Old 01-06-12, 01:18 AM
Thread Starter
Join Date: Jan 2005
Location: southeast pennsylvania
Posts: 602
Received 7 Upvotes on 7 Posts

I am beginning to build an addition that will become a family room and the first step will be to install footers. I checked with the code department and told him I would go 36 inches deep and 16 inches wide, and he replied that the 36 inches is fine but I must go 20 inches wide and 8 inches thick. He lost me with the 8 inches thick because I thought the thickness is the 36 inches. Could someone explain that to me?

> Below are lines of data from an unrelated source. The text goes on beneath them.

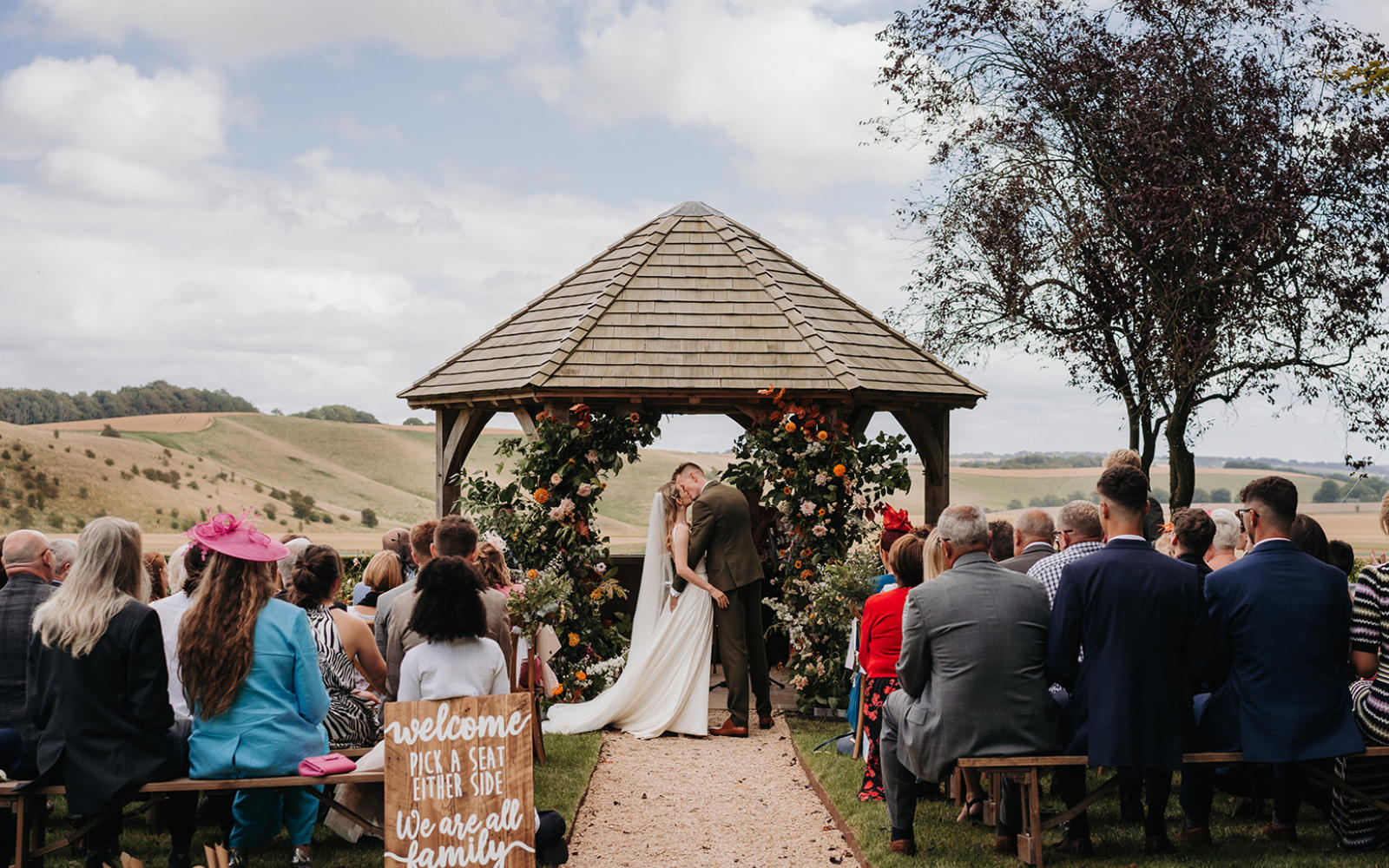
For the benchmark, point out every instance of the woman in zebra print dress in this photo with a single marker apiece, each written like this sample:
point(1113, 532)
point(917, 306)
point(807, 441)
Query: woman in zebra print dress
point(345, 648)
point(1356, 824)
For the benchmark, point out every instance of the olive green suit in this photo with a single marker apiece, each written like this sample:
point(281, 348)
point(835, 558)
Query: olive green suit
point(721, 532)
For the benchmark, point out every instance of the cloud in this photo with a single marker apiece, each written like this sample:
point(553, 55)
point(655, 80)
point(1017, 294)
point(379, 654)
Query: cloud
point(785, 83)
point(257, 30)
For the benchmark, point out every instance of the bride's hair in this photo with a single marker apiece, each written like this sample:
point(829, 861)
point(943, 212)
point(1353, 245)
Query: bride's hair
point(671, 493)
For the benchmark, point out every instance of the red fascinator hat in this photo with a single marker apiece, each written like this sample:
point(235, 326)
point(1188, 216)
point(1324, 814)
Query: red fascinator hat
point(236, 536)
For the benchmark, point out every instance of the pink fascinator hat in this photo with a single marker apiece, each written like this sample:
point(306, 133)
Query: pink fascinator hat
point(236, 536)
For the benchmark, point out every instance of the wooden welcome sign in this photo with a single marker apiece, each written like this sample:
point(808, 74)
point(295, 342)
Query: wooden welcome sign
point(458, 784)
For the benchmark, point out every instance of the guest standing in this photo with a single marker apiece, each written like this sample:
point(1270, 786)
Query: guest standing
point(250, 668)
point(879, 642)
point(345, 646)
point(101, 692)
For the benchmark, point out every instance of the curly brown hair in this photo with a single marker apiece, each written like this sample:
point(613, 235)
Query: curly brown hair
point(217, 639)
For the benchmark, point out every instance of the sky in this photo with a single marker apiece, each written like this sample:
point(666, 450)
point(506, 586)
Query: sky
point(317, 201)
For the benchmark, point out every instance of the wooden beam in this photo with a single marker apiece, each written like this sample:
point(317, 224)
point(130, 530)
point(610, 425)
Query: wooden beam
point(930, 432)
point(456, 431)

Thank you.

Old 01-06-12, 04:31 AM
tldoug's Avatar
Join Date: Jan 2009
Location: USA
Posts: 284
Upvotes: 0
Received 0 Upvotes on 0 Posts
I think you confused the foundation stem wall and footer terminology.
This may help. The footer/footing is positioned below the stem wall to spread the load over a wider area in order to prevent settling. Part of the purpose is to reduce the amount of material needed in the wall itself. Also, a poured footing allows you to use CMUs (Concrete Masonry Units, also often called "Cinder Blocks") for the stem wall.

The required width of the footing is a function of the type of soil and type of construction. Other than a soils engineer, your building department is the best source for that type of information.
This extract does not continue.